Here’s some tips straight from the article that go along with their list of foods:

  • Protein is going to be the hardest to get in good amounts.  Plan ahead and stock up – cook chicken or salmon the night before you travel, boil a dozen eggs, find deli meat and tuna packets that meet criteria.
  • Smoked salmon is often overlooked, but the wild caught stuff is a great source of N-3 and protein.  Slice, roll around chunks of honeydew melon or mango, secure with a toothpick and go.
  • Fruit is way too easy to overdo when traveling, so swap some of that fruit for portable vegetable sources.  A flexible cutting board, sharp knife and plastic silverware help you branch out from just carrots and celery.
  • Fresh salsa and guacamole are life-savers.  Roll deli turkey around pepper slices, secure with toothpick and top with salsa and guac – delicious and totally portable.
  • Frozen root veggies are also a good idea, especially if you’re training on the go.  Sweet potato and squash varieties are just as good hot or cold – top with cumin and cayenne for a spicy kick.
  • Nuts are also easy to crack out on when traveling.  Try olives instead!  They’re portable, don’t need refrigeration and you can eat an awful lot for the same amount of fat as an ounce of nuts.
  • Spices and herbs are an easy way to add flavor and variety to your meals, and don’t take up a lot of room in your bag/cooler.
  • Planning and preparation are key!  Take time to purchase, prepare and pack your cooler before a trip and you’ll have good, Whole30-approved meals and snacks at the ready.

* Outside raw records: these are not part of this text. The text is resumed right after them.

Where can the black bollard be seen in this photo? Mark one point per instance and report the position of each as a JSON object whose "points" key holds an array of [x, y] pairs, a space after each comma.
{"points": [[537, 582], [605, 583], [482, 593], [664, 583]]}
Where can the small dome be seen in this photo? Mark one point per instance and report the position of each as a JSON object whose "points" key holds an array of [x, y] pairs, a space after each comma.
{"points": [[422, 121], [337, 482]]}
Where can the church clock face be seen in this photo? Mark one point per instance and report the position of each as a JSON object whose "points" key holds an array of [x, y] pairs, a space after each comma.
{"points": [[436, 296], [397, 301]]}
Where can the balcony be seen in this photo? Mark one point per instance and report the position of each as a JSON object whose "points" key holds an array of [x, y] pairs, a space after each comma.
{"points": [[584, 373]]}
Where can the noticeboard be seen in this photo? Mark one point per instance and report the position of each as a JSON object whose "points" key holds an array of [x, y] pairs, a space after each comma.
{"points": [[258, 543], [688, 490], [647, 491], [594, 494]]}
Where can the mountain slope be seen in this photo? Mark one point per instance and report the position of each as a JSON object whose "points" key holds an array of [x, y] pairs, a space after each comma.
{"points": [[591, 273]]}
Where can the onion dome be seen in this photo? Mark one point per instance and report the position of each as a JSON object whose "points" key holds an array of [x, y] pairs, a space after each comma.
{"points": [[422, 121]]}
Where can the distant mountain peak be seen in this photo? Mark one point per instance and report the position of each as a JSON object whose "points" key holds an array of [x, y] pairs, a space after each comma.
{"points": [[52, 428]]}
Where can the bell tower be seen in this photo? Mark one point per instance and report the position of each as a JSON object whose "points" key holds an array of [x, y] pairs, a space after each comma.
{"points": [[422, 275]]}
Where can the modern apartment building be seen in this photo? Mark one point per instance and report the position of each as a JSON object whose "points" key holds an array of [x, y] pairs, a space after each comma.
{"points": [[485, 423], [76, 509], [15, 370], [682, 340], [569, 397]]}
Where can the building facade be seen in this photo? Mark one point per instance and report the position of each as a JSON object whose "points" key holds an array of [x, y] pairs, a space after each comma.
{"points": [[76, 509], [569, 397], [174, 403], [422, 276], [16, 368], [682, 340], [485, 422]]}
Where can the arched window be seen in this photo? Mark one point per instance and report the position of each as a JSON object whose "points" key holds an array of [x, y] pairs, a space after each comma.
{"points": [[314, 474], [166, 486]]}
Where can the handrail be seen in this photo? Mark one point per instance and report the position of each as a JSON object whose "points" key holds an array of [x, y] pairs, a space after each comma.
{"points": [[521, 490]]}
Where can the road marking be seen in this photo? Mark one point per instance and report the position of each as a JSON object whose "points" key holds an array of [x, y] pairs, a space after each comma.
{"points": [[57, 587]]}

Good luck preparing for your next road trip.  Now you have some nutrition ideas to help you pack healthier food options.  With that being said, since all of Intrepid’s trainers are out of town this weekend:

*NO CLASSES ARE OFFERED FRIDAY AND SATURDAY (JULY 2-3) AND NO MONDAY 6:30AM CLASS*


WOD 06.30.10

June’s Cup Challenge:

1) One set of squats for max reps. Rest.
2) One set of bench for max reps. Rest.
3) One set of deadlifts for max reps.

Men: 225# or 185#
Women- 135# for squats and deads, 95# for bench or 95#/65#

7 Responses to “Road Trip Essentials”

Jake
June 30, 2010 at 10:52 AM

Seeing Pooja do 50 dl’s was impressive!

Pooja
June 30, 2010 at 4:02 PM

hehe thanks jake, but i know you guys are going to bust out 4x’s as much, put me to shame!

sleep: 11-730

Marcus
June 30, 2010 at 9:14 PM

Nicely done everyone on the June challenge! Very inspiring efforts put in today.

Sleep: 2300 to 0615

Jake
June 30, 2010 at 9:44 PM

Everyone kicked a$$ today. Double props to 7pm! Nice job Anna and Drew!

Anna
June 30, 2010 at 10:30 PM

Yay challenge! Competition days are so fun! Good work intrepids!

What’s on deck for July?

Another solid 8 hrs last night

Xuan
June 30, 2010 at 11:39 PM

50 DL’s!! Wow great job Pooja

Alex
July 1, 2010 at 7:53 AM

Angel’s Landing at Zion is a beautiful and unique hike.

Yeah that was pretty vicious from Pooja!